The six actors who make up the core of the story are all seasoned pros with almost 50 years at the Shaw between them. As such, you can trust them not to stumble over tricky regionalism the way many actors seem to be doing this season (the only person who struggles here is Kate Besworth whose character barely resonates anyway). Hennig is always a favourite for her natural comic timing and emotional nuance but I was also particularly taken with Thom Marriott as the great Claire Jullien’s bumbling other half (he’s fantastically funny without ever needing to play it up). Catherine McGregor delivers a vulnerable and sweet performance as the one woman of the three whose husband is particularly oppressive while Patrick Galligan is charmingly soft-edged in a similar role on the male side of things. The final piece of the puzzle and perhaps the largest “character” of the group, Patrick McManus is wonderfully self-congratulatory as Councillor Albert Parker though he also manages to find the humanity wherever he can. All three pairs do a good job of establishing the tricky chemistry of a long-married couple- that sense of being deeply linked without the necessity of or even ability to play physical affection- and the production rests sturdily on their utterly capable shoulders.

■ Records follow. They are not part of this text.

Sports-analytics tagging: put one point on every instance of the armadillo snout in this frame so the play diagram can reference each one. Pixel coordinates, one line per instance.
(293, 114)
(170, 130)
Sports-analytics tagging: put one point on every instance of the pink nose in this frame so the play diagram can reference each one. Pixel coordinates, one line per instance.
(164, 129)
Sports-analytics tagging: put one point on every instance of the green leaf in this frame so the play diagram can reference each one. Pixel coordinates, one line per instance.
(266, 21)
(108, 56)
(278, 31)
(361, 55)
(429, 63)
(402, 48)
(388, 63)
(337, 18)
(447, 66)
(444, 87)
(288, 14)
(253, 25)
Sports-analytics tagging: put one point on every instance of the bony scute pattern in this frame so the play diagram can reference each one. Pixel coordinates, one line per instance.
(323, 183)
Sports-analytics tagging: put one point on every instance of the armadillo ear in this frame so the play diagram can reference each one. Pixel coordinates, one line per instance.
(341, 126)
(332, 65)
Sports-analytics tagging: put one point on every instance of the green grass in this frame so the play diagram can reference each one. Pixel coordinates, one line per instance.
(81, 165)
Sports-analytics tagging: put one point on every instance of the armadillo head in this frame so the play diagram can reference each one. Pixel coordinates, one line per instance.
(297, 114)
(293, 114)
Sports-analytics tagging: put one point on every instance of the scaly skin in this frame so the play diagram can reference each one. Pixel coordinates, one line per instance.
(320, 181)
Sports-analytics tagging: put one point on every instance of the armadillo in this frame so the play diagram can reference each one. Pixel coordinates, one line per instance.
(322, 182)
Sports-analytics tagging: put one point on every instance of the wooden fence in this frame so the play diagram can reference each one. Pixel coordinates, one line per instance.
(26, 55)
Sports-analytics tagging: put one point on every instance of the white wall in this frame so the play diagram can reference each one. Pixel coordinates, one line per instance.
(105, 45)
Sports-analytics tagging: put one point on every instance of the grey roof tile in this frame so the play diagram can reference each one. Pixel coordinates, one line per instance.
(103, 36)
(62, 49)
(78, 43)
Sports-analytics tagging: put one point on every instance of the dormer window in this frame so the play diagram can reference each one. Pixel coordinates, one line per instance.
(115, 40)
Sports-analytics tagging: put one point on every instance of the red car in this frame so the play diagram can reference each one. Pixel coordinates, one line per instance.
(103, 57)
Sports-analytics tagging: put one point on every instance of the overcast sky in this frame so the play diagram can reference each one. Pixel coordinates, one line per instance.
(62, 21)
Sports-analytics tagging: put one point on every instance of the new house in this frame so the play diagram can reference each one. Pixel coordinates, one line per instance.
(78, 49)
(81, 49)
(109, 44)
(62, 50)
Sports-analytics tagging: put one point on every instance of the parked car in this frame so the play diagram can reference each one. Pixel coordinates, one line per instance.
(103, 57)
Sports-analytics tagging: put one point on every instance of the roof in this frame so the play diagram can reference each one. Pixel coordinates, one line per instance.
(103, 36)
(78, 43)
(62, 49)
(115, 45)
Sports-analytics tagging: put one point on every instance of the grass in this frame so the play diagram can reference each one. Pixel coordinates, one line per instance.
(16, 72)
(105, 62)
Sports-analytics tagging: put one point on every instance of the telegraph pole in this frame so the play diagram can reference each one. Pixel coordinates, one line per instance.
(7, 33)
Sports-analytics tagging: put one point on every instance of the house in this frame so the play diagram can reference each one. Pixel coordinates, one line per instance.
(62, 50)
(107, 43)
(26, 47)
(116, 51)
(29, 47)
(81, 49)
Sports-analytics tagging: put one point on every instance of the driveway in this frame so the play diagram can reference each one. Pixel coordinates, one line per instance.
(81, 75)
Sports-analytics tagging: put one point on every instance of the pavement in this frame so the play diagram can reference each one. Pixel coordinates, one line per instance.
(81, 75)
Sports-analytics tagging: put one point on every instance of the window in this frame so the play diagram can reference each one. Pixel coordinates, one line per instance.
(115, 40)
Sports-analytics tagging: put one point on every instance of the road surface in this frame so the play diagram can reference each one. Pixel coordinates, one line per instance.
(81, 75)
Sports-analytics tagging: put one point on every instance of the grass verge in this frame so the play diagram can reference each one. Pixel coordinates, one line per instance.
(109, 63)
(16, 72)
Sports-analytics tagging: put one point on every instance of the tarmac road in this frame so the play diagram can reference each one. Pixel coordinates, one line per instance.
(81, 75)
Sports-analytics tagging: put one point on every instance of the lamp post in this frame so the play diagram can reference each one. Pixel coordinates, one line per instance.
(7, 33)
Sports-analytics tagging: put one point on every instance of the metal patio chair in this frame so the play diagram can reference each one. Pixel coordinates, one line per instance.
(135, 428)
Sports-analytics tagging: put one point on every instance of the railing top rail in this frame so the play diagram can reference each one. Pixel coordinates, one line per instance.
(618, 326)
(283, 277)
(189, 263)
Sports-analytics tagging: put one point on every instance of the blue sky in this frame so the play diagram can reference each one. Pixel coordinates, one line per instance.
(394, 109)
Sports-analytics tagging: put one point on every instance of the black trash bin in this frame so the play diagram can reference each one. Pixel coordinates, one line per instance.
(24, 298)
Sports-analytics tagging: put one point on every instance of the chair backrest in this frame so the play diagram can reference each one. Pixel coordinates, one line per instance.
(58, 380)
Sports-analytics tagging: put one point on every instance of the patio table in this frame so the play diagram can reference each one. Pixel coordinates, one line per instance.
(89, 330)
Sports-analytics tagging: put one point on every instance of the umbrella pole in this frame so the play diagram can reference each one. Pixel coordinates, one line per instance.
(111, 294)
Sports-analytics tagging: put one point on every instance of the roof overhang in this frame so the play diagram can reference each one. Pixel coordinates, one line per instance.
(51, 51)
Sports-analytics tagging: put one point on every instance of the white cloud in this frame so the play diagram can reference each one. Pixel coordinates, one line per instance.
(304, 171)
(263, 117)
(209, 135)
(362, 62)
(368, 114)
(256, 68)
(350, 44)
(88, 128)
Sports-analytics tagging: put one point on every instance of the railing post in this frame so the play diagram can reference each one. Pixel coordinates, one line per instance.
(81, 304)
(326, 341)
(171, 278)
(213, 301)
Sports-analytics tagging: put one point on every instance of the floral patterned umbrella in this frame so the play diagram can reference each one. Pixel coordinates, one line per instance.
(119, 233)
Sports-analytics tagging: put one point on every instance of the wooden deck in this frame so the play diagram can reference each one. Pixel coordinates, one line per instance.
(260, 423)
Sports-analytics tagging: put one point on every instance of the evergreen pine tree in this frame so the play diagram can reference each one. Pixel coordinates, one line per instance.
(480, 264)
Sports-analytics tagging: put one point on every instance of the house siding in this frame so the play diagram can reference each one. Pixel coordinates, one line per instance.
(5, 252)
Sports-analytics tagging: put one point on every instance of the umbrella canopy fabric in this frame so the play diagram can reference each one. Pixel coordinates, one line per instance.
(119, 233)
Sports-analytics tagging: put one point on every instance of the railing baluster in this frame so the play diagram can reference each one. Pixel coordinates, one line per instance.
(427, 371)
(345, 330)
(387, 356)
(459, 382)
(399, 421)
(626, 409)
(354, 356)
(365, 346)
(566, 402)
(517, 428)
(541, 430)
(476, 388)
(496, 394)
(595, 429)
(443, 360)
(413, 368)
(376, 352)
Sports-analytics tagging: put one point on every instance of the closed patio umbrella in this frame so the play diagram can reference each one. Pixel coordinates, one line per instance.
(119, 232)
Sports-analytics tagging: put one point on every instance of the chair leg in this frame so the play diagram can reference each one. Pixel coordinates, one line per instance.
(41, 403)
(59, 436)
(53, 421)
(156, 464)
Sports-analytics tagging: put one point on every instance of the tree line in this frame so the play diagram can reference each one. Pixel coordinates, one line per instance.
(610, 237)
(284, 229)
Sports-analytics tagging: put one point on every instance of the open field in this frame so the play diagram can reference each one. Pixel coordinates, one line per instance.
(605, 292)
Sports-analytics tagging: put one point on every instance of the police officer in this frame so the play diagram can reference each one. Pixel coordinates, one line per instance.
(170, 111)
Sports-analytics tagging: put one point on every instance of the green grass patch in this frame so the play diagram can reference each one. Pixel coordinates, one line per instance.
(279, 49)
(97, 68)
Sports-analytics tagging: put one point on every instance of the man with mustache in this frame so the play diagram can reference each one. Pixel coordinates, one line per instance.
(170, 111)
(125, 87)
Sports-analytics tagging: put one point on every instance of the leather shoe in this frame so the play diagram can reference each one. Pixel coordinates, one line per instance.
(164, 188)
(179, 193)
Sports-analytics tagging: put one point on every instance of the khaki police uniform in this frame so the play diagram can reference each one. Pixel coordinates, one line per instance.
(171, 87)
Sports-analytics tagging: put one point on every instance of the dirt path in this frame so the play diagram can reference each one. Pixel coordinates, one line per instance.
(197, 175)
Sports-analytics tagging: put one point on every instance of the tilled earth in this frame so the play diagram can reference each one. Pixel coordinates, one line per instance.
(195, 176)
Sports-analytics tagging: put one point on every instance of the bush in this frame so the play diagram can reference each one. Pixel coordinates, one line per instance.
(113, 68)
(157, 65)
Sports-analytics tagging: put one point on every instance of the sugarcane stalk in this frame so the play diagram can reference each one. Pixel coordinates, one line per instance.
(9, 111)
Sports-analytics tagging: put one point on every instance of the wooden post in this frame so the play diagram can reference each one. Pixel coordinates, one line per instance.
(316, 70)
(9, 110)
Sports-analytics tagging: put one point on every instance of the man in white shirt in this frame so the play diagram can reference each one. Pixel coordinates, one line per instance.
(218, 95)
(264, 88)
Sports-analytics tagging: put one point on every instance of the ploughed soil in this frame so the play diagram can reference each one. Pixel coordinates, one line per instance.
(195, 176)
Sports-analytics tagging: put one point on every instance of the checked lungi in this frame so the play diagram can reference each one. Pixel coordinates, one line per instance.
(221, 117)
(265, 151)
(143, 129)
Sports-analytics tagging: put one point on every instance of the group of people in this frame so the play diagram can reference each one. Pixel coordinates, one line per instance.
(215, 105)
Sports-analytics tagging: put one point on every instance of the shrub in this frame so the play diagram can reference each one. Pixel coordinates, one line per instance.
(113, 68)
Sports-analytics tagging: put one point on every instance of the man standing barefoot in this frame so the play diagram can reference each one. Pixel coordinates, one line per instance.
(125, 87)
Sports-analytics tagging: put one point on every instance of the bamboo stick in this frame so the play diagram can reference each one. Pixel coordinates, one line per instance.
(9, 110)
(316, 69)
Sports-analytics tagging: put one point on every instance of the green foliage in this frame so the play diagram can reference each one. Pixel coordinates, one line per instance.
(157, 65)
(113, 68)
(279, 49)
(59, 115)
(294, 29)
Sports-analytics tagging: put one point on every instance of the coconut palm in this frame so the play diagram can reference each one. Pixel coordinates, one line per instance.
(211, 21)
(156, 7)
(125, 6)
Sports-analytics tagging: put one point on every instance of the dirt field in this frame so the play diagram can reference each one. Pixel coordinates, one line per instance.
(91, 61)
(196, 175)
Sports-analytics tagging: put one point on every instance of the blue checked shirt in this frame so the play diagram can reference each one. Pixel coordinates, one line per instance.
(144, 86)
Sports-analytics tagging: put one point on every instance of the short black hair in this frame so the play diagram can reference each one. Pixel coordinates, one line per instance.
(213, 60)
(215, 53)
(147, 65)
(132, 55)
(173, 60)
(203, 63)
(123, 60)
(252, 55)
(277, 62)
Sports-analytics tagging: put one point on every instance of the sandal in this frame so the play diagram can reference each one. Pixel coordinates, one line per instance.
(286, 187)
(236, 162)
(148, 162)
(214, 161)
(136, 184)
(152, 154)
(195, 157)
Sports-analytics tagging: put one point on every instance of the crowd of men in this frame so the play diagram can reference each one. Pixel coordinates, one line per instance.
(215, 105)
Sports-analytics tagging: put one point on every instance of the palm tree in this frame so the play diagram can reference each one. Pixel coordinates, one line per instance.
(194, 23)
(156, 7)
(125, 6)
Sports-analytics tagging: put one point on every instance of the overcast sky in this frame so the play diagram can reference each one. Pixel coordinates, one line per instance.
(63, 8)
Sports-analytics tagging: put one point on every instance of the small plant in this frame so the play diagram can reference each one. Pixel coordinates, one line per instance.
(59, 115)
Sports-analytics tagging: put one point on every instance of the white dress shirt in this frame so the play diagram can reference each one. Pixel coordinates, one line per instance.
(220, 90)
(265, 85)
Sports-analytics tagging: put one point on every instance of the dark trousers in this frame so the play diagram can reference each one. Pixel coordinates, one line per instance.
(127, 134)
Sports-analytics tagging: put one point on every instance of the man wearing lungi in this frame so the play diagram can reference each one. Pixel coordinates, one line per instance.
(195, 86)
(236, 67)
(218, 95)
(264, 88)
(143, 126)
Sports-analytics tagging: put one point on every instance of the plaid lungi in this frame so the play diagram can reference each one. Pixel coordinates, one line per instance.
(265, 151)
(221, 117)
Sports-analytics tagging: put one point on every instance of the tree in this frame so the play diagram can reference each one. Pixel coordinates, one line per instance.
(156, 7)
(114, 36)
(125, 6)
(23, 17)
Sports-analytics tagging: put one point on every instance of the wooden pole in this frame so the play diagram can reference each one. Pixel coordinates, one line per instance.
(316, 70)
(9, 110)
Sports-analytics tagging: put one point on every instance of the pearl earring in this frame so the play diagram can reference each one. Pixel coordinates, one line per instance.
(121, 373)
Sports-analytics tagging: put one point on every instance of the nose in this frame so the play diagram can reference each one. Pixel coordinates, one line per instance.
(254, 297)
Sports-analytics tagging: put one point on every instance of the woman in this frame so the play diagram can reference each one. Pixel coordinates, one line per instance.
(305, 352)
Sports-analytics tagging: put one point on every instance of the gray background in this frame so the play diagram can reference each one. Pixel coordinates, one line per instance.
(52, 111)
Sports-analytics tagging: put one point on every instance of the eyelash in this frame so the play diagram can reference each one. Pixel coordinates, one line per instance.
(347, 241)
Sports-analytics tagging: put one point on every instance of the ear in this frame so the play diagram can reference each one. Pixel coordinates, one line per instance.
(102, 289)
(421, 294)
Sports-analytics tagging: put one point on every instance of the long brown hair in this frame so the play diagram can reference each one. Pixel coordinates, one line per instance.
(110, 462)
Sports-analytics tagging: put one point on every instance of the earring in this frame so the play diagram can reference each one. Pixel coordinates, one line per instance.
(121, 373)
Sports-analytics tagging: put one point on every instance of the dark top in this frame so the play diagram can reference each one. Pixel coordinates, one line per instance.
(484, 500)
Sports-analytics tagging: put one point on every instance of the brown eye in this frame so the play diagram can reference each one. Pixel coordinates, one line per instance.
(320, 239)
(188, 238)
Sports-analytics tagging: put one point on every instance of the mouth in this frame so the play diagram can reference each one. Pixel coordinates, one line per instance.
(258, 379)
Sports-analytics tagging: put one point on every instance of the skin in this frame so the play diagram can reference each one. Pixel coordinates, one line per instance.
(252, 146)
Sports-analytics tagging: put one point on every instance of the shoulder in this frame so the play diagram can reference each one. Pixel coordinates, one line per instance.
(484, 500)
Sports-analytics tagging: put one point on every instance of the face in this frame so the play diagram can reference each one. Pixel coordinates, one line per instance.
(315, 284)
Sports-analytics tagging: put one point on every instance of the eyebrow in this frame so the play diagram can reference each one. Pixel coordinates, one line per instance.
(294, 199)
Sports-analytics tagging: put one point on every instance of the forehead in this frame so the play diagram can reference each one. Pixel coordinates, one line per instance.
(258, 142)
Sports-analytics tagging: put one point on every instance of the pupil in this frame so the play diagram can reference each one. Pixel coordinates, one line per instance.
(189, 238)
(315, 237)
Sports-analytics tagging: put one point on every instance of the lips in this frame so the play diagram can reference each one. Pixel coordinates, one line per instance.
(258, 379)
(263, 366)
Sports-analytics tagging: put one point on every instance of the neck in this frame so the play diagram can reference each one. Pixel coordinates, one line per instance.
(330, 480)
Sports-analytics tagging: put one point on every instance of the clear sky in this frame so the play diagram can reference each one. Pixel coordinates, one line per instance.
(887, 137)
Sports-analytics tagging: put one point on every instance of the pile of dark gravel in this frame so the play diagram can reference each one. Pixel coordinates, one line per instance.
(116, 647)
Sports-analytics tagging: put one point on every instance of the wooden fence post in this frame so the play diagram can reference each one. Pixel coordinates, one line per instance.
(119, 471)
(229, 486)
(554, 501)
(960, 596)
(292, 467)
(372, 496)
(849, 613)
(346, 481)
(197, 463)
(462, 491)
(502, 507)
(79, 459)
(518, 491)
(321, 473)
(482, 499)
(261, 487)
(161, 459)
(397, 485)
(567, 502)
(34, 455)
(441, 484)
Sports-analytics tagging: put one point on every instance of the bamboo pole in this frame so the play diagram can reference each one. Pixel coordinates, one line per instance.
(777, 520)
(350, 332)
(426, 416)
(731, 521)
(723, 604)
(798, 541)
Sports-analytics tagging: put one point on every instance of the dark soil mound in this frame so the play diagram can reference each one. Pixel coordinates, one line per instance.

It’s interesting, then, that my favourite performance actually came from the least experienced cast member- relative festival newcomer Jennifer Dzialoszynski (in her 2nd season) as big-mouthed servant Ruby Birtle. She’d only uttered about two lines of dialogue while chatting up an excellent Charlie Gallant in the first scene when I decided that I completely loved her. She’s the first onstage, she thrills and charms throughout, and she literally gets the last laugh- just you wait, Dzialoszynski is what’s next and you can tell that even in a cast full of the people who are the best of what’s now.